Tommy Tuberville, who now works in Lubbock, Texas, but in 2004 coached Auburn to an undefeated season, wants those Tigers awarded the national championship vacated by Southern Cal’s scandals.
Tuberville isn’t all wet. It’s nonsensical, of course, that any team should step into the void. But Tuberville makes a solid point on a human level. He said last summer that a team ought to be designated as champ so it could enjoy the fruits of a title — rings, a celebration, memories, etc.
Of course, I would argue that a team already did and does get to enjoy such fruits. Southern Cal.
Anyway, it’s clear that the BCS has decided to leave its 2004 title vacant. And while Auburn — and maybe Utah, too, who knows? — clearly would be interested in some sort of championship designation, the Sooners are not. Bob Stoops said so, his players have said so and OU’s 55-19 loss to USC in that season’s Orange Bowl clearly removed the Sooners from any kind of championship thought.

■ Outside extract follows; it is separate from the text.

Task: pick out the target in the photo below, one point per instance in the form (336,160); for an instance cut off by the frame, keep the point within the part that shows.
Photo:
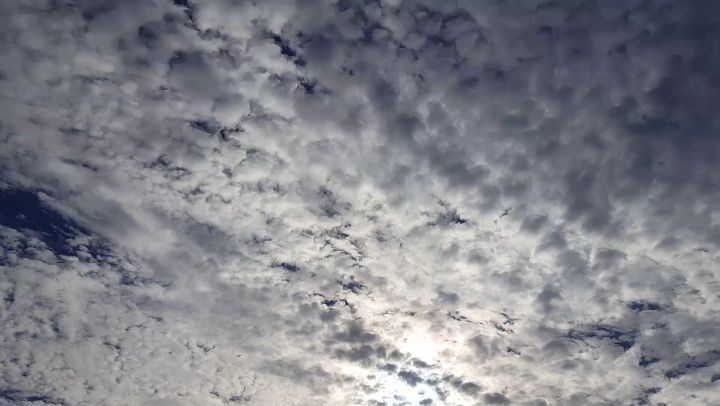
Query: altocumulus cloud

But for fantasy, how would an Oklahoma-Auburn game have turned out? Crazy as it seems, that’s easy to know. Auburn would have won and probably easily.
That 55-19 verdict was produced by co-conspirators. Southern Cal was great, but the Sooners were not innocent bystanders. They contributed to half the reasons why America got such a dud of a game.
Years later, Bob Stoops and others admitted those ’04 Sooners lost focus on their final game, that he sensed many (unnamed) marquee players seemed to have one foot out the door in the weeks leading up to that Orange Bowl. NFL careers and paydays, not the Trojans, were at the forefront of OU’s psyche.
That’s a character flaw in a team and completely unrelated to USC. If the Sooners couldn’t get ready to compete with the Trojans, how could OU get ready to compete with Auburn?
That Auburn team was dominant in an unspectacular way. In the regular season, the Tigers played just two games decided by single digits — 10-9 over defending national champion LSU and 21-13 at Alabama, which finished 6-6. Auburn’s non-conference schedule was weak — Louisiana-Monroe, the Citadel and Louisiana Tech — which explains why USC and OU were picked to play in the title game.
But clearly, Auburn was a top-shelf team. Any squad that goes unbeaten through the SEC in the 21st century is a championship-caliber team, capable of winning game, much less a showdown against a team with the flaws exposed by USC in the Orange Bowl.
The 2004 national title should not be vacated — you can’t rewrite history — and if it is vacated, probably best to keep it vacant. But if you demand a replacement for USC, the choice is clear: Auburn.